Road safety campaigners have taken aim at multi-tasking women who apply make-up behind the wheel - and a Herald on Sunday survey proves how many ways Kiwi drivers can be distracted.

Women applying make-up have been identified as one of four killer distractions on Kiwi roads by the Road Safety Trust. It comes in the wake of a British study that revealed one in five women had applied mascara on the move and three per cent had caused a collision while powdering their nose.

Ministry of Transport figures show cellphones, iPods and food also rate highly as distractions that cause crashes, following behind regular problem areas such as speed, alcohol, recklessness and fatigue.

To test the statistics, the Herald on Sunday this week stationed two photographers on busy intersections in the central city and on the North Shore.

They caught drivers - admittedly while stationary at the lights - eating pies, talking on cellphones, lighting up, drinking from cups and even reading a newspaper.

Road Safety Trust chief executive Alan Tollemache said too many drivers ignored basic common sense.

"One slight distraction when you travelling at speed and you're in trouble. Nothing's that urgent."

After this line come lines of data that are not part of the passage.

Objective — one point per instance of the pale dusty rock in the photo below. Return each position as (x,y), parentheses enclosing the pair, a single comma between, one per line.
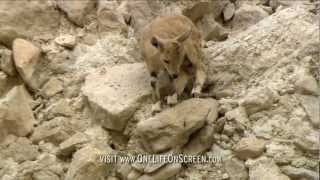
(197,9)
(87,165)
(228,11)
(281,153)
(115,95)
(16,115)
(249,147)
(52,87)
(55,131)
(67,40)
(6,62)
(257,100)
(23,18)
(137,14)
(77,11)
(109,18)
(264,168)
(246,16)
(26,58)
(299,173)
(256,51)
(236,169)
(20,150)
(306,84)
(93,135)
(172,127)
(164,173)
(47,166)
(211,30)
(200,141)
(311,105)
(72,144)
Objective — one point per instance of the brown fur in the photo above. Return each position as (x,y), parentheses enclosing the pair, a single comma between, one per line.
(173,44)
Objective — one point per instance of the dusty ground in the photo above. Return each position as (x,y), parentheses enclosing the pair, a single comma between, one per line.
(73,88)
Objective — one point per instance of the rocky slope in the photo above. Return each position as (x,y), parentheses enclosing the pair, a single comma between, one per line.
(73,88)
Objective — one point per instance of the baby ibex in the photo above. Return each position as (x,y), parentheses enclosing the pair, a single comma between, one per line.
(173,44)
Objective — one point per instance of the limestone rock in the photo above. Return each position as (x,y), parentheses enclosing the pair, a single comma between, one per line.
(311,105)
(228,11)
(67,40)
(257,100)
(20,150)
(264,169)
(164,173)
(115,95)
(26,58)
(236,169)
(23,18)
(306,84)
(54,131)
(211,30)
(172,127)
(299,173)
(16,115)
(87,165)
(249,148)
(246,16)
(6,62)
(77,11)
(52,87)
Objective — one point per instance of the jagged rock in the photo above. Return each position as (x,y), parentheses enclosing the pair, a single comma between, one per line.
(16,115)
(197,9)
(109,18)
(20,150)
(228,11)
(115,95)
(172,127)
(52,87)
(137,14)
(311,105)
(26,58)
(94,135)
(246,16)
(211,30)
(77,11)
(6,62)
(264,169)
(249,147)
(200,141)
(299,173)
(306,84)
(67,40)
(86,164)
(47,166)
(22,18)
(236,169)
(164,173)
(56,131)
(257,100)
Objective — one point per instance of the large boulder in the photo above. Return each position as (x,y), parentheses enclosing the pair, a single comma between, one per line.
(77,11)
(16,116)
(264,168)
(173,127)
(26,58)
(115,95)
(23,18)
(86,164)
(257,54)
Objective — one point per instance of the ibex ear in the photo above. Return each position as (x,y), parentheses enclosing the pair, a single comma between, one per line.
(156,42)
(184,36)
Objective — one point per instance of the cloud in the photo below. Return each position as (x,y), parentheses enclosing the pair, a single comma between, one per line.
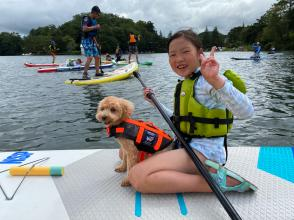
(21,16)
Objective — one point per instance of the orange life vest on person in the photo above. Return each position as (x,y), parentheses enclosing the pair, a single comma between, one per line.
(147,137)
(132,38)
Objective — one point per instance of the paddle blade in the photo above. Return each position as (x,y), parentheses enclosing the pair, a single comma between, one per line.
(136,74)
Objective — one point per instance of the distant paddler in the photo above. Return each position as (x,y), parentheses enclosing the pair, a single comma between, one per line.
(89,42)
(256,49)
(133,49)
(52,50)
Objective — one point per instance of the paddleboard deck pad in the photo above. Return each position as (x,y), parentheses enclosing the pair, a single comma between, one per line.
(115,75)
(90,188)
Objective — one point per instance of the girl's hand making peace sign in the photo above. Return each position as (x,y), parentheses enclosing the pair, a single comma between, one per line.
(210,69)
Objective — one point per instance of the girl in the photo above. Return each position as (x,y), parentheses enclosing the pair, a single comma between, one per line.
(173,171)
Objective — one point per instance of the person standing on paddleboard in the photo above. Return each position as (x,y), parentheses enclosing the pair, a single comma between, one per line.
(89,42)
(133,49)
(52,50)
(256,49)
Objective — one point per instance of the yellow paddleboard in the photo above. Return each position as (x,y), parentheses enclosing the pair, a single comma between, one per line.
(118,74)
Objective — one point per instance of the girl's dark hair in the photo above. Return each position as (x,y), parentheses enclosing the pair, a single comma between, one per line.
(188,35)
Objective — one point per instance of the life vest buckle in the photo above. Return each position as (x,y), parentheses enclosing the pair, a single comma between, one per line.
(216,122)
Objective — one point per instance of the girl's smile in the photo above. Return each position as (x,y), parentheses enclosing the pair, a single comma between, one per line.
(183,57)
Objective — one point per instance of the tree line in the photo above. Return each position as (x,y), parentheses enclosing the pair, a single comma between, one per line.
(273,29)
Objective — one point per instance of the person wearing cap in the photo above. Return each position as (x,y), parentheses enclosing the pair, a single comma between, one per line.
(256,49)
(133,49)
(52,50)
(89,42)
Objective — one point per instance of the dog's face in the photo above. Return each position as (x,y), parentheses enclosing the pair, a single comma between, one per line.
(112,110)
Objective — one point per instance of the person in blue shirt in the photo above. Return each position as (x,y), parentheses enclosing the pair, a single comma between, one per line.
(89,41)
(256,49)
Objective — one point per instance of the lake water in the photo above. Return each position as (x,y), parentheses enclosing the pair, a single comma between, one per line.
(39,112)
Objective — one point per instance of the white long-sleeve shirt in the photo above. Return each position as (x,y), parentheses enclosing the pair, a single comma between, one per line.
(227,97)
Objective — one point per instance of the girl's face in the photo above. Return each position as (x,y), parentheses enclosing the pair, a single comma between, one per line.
(183,57)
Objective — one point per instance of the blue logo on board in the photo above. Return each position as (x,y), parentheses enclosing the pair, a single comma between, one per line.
(17,157)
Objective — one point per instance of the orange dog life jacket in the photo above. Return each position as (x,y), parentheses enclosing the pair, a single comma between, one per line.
(147,137)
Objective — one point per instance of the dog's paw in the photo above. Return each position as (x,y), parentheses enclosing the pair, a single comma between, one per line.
(125,182)
(120,168)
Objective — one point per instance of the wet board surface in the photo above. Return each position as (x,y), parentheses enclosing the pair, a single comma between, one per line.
(90,189)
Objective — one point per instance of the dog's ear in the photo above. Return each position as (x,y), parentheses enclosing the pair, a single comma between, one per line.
(128,108)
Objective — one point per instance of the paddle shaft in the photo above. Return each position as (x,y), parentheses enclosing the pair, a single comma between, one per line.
(213,185)
(99,48)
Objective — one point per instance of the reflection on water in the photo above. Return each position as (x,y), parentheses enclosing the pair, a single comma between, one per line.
(38,111)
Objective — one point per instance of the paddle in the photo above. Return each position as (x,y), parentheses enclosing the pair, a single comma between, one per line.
(211,182)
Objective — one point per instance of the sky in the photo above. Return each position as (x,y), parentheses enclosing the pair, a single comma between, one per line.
(167,15)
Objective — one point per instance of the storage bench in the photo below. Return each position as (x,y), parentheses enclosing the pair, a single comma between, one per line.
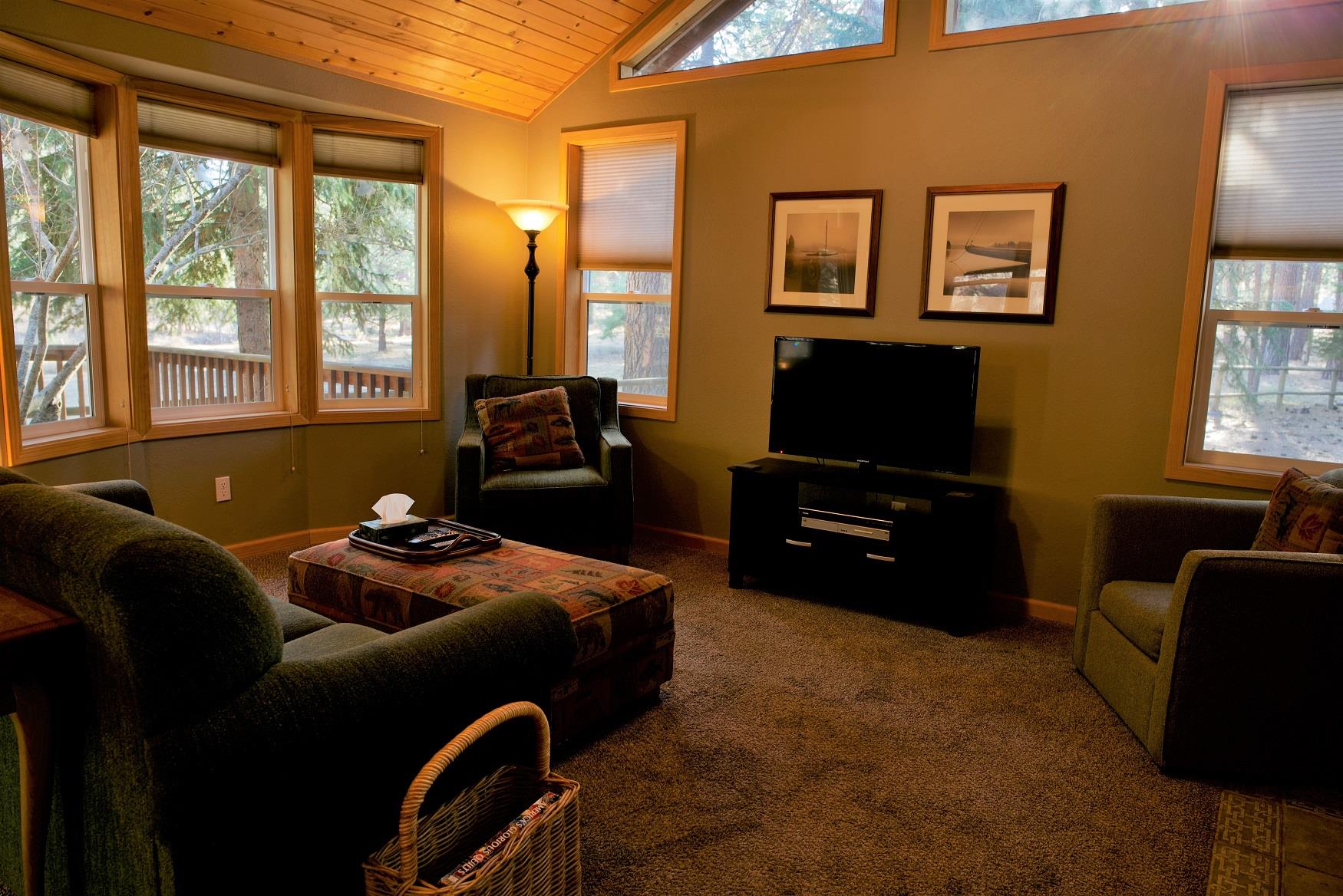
(622,615)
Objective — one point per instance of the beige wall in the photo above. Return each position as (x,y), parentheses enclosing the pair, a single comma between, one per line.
(1065,411)
(338,470)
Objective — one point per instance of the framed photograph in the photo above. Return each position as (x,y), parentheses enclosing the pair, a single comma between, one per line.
(992,253)
(823,252)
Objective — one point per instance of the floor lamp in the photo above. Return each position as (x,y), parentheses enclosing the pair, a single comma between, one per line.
(532,216)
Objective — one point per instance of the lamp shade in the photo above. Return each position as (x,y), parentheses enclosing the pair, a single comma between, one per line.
(531,214)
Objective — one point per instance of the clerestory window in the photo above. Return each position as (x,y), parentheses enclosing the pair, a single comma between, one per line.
(711,38)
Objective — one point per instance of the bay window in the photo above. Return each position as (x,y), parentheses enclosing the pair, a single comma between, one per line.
(370,266)
(619,312)
(207,218)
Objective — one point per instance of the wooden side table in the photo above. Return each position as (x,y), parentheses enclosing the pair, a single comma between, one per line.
(37,644)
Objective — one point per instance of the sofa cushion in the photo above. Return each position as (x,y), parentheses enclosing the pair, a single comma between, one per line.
(295,621)
(1303,515)
(1138,610)
(530,431)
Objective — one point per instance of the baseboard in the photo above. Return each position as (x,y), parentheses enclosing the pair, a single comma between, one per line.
(1004,604)
(273,545)
(1015,606)
(684,539)
(288,542)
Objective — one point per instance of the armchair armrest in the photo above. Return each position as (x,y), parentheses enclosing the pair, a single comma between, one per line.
(1252,638)
(617,464)
(1144,538)
(124,492)
(470,475)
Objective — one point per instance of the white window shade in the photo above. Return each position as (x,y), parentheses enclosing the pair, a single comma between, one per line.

The trust commissioned a TV advertisement that depicts a giant make-up compact hurtling into the back of a car before shattering into shards of glass and clouds of powder.

Last year in the United States, Lora Hunt was charged with reckless homicide and handed an 18-month prison term after killing a motorcyclist as she painted her nails behind the wheel.

And in England applying make-up and eating while driving are careless driving offences whether or not an accident is caused.

Ministry of Transport spokesman John Summers said in New Zealand one in 10 fatal crashes and one in five injury crashes were caused by momentary distraction.

"It's likely to contribute to more road deaths and injuries than official statistics show. International research suggests distraction could be a factor in up to 20 per cent of fatal crashes," Summers said.